In American football, a neutral position is not really possible. There is no equivalent of a “jump ball” or a “face off”. One team, and not the other, must have possession of the ball, giving that team an advantage.
This results in the overtime coin flip problem. I’ll assume that overtime is “sudden death”: The first team to score, in any way, wins the game. The first possession is determined by a coin flip, and the team that wins the coin flip has a significantly better than even chance to score first, winning the game. The coin flip has more importance than it should.
Here’s my proposal. Instead of a coin flip:
Give the advantage to the team that was most recently in the lead.
Seems simple enough to me. You virtually never want to be behind on the scoreboard, so there’s not much possibility of a conflict of interest.
It makes the rules only slightly more complicated:
- Whenever the score is tied in regulation, we now have to keep track of which team was most recently in the lead. It’s now part of the “game state”, whereas it used to be irrelevant.

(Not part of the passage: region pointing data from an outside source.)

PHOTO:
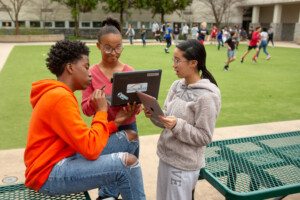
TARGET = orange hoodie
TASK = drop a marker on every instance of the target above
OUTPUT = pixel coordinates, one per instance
(56, 131)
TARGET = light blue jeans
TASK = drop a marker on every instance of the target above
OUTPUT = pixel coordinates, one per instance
(112, 189)
(76, 174)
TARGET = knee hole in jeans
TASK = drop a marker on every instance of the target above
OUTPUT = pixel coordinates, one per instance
(131, 135)
(130, 160)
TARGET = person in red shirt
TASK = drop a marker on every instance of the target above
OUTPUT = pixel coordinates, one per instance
(253, 44)
(63, 155)
(214, 32)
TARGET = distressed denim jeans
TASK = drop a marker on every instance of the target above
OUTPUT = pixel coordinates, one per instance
(112, 189)
(76, 174)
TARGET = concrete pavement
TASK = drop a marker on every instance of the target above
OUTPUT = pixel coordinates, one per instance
(11, 161)
(12, 165)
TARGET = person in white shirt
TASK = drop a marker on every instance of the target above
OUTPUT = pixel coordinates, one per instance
(154, 27)
(264, 43)
(185, 31)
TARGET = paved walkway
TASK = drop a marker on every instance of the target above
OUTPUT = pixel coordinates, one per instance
(12, 165)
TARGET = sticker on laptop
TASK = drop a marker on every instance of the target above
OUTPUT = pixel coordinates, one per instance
(141, 87)
(122, 96)
(153, 74)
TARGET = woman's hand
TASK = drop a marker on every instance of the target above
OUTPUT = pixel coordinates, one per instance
(147, 112)
(168, 121)
(125, 113)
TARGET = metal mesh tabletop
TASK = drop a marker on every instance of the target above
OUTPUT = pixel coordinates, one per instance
(21, 192)
(259, 167)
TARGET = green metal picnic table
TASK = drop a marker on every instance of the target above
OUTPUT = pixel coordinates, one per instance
(257, 167)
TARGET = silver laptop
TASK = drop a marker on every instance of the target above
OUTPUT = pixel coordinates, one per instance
(126, 84)
(152, 105)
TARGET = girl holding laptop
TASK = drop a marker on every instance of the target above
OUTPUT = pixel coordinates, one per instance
(190, 113)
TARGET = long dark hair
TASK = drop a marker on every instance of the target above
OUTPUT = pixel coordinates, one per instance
(195, 50)
(108, 26)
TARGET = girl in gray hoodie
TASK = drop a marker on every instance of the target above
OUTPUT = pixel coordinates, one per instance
(191, 110)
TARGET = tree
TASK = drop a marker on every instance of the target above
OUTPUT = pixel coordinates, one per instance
(122, 6)
(164, 7)
(220, 8)
(13, 8)
(78, 6)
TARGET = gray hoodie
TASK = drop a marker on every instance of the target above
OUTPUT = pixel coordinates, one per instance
(197, 107)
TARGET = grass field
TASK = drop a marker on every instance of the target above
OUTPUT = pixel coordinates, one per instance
(265, 91)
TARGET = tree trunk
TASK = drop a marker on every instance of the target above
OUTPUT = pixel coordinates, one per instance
(121, 19)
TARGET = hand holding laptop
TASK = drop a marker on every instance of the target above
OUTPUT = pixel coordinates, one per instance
(98, 100)
(125, 113)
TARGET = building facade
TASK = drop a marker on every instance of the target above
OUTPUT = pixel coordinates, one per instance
(282, 15)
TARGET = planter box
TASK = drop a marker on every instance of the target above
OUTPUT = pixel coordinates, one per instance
(31, 38)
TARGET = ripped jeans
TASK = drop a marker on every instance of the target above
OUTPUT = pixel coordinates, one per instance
(76, 174)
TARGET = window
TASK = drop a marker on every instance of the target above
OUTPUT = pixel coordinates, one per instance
(6, 24)
(35, 24)
(48, 24)
(97, 24)
(22, 24)
(147, 24)
(59, 24)
(85, 24)
(71, 24)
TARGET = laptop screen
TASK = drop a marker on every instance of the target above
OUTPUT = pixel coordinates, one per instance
(126, 84)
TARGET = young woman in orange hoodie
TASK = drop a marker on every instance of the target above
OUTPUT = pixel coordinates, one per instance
(63, 155)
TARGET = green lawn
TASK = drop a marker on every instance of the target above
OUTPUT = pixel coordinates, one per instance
(252, 93)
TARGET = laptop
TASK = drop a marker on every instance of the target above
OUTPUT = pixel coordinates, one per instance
(152, 104)
(126, 84)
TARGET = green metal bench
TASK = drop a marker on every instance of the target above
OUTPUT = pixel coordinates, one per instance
(21, 192)
(257, 167)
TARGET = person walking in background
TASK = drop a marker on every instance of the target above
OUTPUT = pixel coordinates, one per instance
(264, 43)
(243, 34)
(169, 37)
(220, 40)
(271, 35)
(185, 31)
(249, 34)
(176, 33)
(253, 44)
(130, 32)
(231, 54)
(163, 31)
(190, 112)
(158, 35)
(194, 31)
(155, 26)
(202, 33)
(214, 32)
(143, 35)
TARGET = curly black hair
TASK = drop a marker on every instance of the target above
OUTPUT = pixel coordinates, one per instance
(63, 52)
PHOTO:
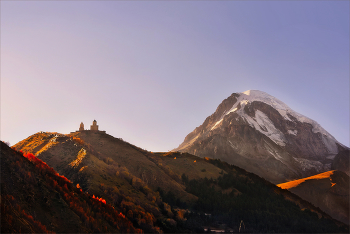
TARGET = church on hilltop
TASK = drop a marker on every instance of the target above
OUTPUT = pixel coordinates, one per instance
(93, 127)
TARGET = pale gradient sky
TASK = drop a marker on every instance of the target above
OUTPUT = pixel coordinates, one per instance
(151, 71)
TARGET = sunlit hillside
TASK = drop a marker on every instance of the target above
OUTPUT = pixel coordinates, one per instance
(175, 192)
(294, 183)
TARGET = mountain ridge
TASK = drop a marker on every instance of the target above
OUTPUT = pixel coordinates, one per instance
(113, 169)
(256, 131)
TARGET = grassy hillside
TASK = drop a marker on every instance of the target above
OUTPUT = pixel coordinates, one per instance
(175, 192)
(328, 190)
(34, 198)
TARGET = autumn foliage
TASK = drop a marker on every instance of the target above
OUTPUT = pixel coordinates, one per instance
(95, 213)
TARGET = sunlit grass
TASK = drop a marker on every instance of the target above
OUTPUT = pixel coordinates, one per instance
(294, 183)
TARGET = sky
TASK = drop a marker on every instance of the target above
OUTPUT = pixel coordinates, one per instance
(150, 72)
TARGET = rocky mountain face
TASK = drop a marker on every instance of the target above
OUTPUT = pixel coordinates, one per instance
(261, 134)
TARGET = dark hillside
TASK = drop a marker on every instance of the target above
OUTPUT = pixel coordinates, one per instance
(34, 198)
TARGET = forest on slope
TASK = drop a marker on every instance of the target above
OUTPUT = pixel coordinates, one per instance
(213, 194)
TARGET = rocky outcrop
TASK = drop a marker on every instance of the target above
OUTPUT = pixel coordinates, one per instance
(261, 134)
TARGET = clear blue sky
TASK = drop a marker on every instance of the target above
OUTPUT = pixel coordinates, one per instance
(151, 71)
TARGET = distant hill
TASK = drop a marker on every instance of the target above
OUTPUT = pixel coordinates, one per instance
(174, 192)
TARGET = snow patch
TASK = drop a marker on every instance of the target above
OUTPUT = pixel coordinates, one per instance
(263, 124)
(216, 124)
(250, 96)
(306, 164)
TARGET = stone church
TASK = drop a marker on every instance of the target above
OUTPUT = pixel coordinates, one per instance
(93, 127)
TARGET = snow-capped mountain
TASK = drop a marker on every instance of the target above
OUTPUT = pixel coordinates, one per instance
(260, 133)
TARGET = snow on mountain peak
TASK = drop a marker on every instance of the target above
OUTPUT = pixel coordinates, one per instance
(250, 96)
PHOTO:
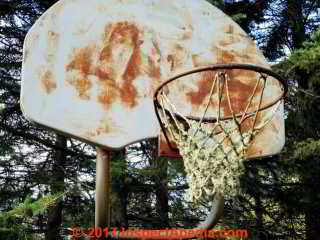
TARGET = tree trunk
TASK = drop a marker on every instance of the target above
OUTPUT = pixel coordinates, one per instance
(57, 185)
(119, 195)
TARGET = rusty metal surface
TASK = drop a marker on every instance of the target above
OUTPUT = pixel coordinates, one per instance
(90, 68)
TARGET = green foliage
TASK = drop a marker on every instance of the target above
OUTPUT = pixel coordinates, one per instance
(307, 149)
(15, 223)
(308, 59)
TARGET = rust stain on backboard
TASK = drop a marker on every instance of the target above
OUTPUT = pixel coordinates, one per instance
(204, 85)
(48, 83)
(81, 62)
(117, 66)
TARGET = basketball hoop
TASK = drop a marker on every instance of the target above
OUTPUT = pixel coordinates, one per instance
(214, 147)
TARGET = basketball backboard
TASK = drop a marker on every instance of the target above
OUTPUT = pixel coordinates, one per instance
(90, 69)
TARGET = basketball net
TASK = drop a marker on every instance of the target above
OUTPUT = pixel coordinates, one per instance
(214, 152)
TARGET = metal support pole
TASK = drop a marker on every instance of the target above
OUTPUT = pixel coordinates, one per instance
(103, 185)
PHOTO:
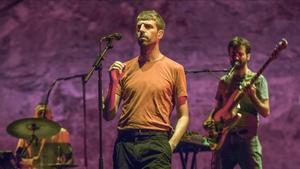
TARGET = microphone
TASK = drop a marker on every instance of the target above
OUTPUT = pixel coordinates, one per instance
(116, 36)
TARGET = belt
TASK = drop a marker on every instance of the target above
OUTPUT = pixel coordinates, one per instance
(141, 132)
(239, 131)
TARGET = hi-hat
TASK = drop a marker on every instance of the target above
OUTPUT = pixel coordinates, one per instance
(33, 127)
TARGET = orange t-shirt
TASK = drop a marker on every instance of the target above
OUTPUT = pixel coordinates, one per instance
(148, 93)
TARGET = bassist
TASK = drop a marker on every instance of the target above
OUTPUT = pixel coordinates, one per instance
(241, 145)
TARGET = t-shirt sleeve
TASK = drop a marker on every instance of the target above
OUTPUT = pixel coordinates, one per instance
(180, 83)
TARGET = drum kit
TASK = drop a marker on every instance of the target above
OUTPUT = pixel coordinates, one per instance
(36, 128)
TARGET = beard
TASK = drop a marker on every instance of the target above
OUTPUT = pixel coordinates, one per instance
(241, 63)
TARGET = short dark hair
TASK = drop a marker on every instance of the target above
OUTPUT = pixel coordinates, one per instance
(238, 41)
(152, 15)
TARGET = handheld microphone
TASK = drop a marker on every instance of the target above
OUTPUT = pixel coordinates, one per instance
(116, 36)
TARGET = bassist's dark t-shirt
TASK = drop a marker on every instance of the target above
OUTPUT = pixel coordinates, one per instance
(250, 118)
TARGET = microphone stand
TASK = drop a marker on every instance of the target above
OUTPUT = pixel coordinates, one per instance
(206, 70)
(82, 76)
(98, 66)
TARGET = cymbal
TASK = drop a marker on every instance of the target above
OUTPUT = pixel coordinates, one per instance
(39, 127)
(61, 166)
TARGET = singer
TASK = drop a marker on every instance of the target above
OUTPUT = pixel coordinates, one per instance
(149, 86)
(45, 152)
(242, 145)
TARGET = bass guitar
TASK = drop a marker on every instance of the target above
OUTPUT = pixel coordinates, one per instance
(221, 121)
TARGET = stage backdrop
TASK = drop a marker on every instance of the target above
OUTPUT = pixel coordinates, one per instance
(43, 40)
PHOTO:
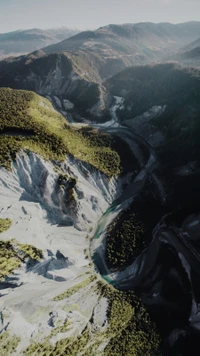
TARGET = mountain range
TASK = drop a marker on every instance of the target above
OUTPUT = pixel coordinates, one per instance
(99, 208)
(25, 41)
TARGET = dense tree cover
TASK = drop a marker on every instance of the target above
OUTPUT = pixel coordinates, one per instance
(125, 240)
(29, 121)
(13, 254)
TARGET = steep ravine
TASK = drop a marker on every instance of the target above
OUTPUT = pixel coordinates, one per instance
(60, 305)
(34, 198)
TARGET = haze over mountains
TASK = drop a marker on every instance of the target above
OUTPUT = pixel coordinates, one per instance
(25, 41)
(102, 168)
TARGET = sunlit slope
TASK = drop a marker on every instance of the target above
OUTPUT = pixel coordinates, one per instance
(28, 121)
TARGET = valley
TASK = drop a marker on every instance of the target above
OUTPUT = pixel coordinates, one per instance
(99, 193)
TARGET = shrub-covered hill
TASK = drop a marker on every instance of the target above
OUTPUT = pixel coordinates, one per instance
(28, 121)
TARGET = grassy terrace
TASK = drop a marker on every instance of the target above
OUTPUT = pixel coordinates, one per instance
(12, 253)
(28, 121)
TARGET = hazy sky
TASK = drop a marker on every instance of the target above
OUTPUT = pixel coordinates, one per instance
(19, 14)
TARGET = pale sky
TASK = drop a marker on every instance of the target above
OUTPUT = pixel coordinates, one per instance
(85, 14)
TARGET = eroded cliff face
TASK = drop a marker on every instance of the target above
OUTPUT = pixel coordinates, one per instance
(54, 208)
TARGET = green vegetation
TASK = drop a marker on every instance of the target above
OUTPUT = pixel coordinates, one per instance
(5, 224)
(12, 254)
(28, 121)
(130, 329)
(31, 251)
(124, 240)
(8, 343)
(75, 289)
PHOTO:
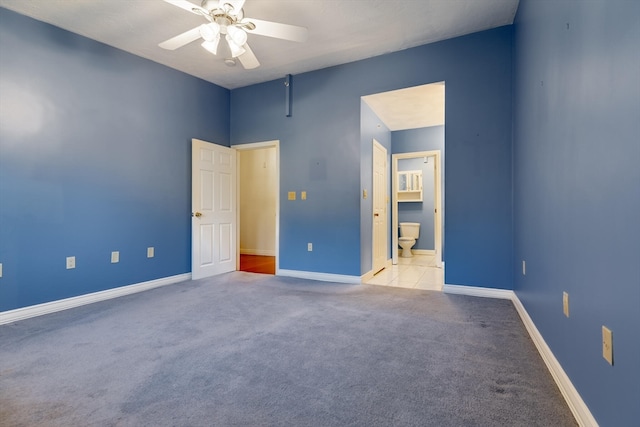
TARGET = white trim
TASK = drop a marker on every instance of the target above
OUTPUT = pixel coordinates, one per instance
(256, 146)
(430, 252)
(260, 252)
(580, 410)
(577, 406)
(478, 292)
(67, 303)
(324, 277)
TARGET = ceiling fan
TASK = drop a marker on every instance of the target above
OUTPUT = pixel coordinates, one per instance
(226, 19)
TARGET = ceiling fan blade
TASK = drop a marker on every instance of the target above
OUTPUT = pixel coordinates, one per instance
(183, 4)
(181, 39)
(277, 30)
(248, 59)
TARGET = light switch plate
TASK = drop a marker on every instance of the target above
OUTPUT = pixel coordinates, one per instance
(607, 344)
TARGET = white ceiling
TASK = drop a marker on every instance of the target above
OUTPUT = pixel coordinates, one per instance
(340, 31)
(410, 108)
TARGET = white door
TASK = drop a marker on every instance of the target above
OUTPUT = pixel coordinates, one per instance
(380, 232)
(213, 203)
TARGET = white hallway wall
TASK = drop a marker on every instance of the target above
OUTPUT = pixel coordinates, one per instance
(258, 201)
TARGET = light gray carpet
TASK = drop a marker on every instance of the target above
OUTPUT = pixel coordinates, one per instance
(245, 349)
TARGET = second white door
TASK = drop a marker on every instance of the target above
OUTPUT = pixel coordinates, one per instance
(380, 232)
(213, 225)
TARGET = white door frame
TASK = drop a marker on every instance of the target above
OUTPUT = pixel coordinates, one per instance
(437, 218)
(376, 268)
(256, 146)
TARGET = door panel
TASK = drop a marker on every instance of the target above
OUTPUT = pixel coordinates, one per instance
(380, 233)
(213, 209)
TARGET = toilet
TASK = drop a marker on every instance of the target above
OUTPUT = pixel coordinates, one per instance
(409, 232)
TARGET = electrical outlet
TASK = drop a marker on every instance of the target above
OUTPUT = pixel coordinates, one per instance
(607, 344)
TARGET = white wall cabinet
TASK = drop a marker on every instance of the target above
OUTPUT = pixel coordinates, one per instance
(409, 186)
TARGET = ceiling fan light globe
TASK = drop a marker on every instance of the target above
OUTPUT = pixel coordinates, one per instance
(212, 46)
(236, 50)
(210, 31)
(238, 35)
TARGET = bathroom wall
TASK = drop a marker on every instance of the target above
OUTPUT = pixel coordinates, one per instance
(420, 212)
(422, 139)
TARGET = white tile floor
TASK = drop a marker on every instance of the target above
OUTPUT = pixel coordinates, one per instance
(417, 272)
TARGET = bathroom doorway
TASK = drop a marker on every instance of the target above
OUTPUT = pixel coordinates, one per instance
(430, 199)
(258, 207)
(410, 123)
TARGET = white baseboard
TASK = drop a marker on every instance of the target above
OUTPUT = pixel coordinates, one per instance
(261, 252)
(67, 303)
(478, 292)
(324, 277)
(369, 275)
(579, 409)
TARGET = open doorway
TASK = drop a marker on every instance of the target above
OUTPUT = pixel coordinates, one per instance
(258, 207)
(415, 121)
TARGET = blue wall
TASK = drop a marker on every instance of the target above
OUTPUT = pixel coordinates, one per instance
(409, 141)
(325, 131)
(95, 156)
(420, 212)
(577, 191)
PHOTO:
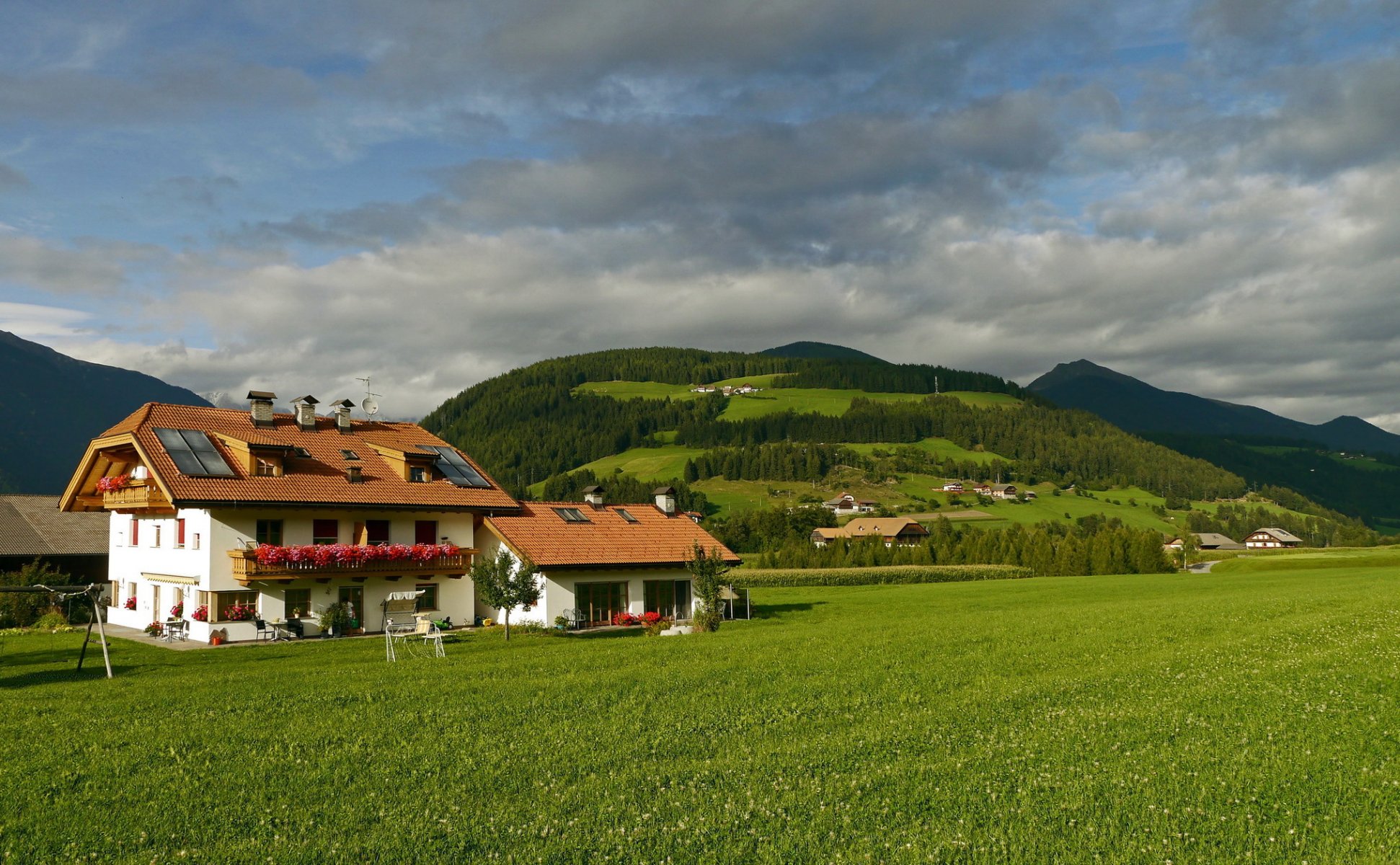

- There needs to be a contingency rule in case the score at the end of regulation is 0–0.
A possible objection is that it makes it a little harder for a team to that’s behind to come back and win the game. But it doesn’t affect whether the winner is still in doubt, which is all the sports overlords usually care about. (Got to keep people watching.)
On the plus side, a team that’s behind near the end of regulation has slightly more incentive to “go for it” and try to win the game in regulation, instead of in overtime.
If the score is tied near the end of regulation, one team has a greater incentive, compared to the coin flip rule, to try to win in regulation (which is good). But the other team has a greater incentive to put the game into overtime (which is bad). These effects don’t necessarily cancel out exactly, but on the whole I don’t think my rule would have much effect on how many such games go into overtime.
In the NFL, since around 2012, overtime has not exactly been sudden death. To mitigate the coin flip problem, they changed the rules so that if the team with the first possession scores a field goal on that possession, the game doesn’t end until after the other team’s first possession ends (if the score is tied at that point, the game continues). This obviously reduces the advantage of having the first possession. Unless it overcompensates and gives the team with the first possession a big disadvantage, it must make overtime fairer than it was. But it makes the game more complicated and quirky. The definition of “a possession” is now really important, and there is now a new way for the game to end (a team loses possession of the ball in an overtime situation in which it had to score).
In college football, overtime is considerably different, but it fails to fix the coin flip problem. The team with the second possession probably has the advantage, because they know exactly how many points they must score. My rule could be applied to college football’s overtime system just as well.